Nadat Reinwardt de expeditie verliet in 1822 bleef Jannus Bik in Indonesië, waar hij in 1823 deel nam aan een expeditie door het westelijke gedeelte van de Residentie Bantam onder leiding van J.C. van Hasselt.[2]
Vanaf 1826 functioneerde hij als vendumeester in Batavia. Hij pensioneerde in 1836, waarna hij zijn leven voortzette als planter en eigenaar van meerdere landgoederen op Java.
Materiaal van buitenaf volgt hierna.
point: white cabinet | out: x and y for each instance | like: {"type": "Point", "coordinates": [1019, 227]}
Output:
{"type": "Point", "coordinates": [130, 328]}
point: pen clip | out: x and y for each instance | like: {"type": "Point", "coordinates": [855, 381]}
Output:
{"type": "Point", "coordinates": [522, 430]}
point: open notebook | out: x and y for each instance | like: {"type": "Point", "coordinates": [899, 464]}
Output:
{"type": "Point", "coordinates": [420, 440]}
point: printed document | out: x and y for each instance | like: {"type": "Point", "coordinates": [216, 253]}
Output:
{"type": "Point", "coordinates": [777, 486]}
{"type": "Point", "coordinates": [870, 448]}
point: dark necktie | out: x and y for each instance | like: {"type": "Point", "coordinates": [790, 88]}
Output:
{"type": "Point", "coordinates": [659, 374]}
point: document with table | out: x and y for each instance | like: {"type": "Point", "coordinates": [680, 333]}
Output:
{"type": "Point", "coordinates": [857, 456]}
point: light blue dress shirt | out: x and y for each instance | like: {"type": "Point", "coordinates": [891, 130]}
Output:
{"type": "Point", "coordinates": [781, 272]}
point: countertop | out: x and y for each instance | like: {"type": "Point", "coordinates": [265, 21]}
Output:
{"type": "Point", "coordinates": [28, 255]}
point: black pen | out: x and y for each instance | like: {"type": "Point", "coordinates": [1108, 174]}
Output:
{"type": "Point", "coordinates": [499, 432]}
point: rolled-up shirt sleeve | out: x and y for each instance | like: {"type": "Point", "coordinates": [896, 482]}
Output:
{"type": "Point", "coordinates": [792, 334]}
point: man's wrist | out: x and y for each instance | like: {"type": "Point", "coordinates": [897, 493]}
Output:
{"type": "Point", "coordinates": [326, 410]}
Van zijn hand volgde nog de publicatie Aanteekeningen nopens een reis naar Bima, Timor, de Moluksche eilanden, Menado en Oost-Java, gedaan in 1821 en 1822 met den hoogleeraar C.G.C. Reinwardt in Tijdschr. Bat. Gen. XIV (1864), p. 125-183.[1]
Een aantal van de tekeningen van Jannus Bik is aanwezig in de collectie van Museum Volkenkunde te Leiden.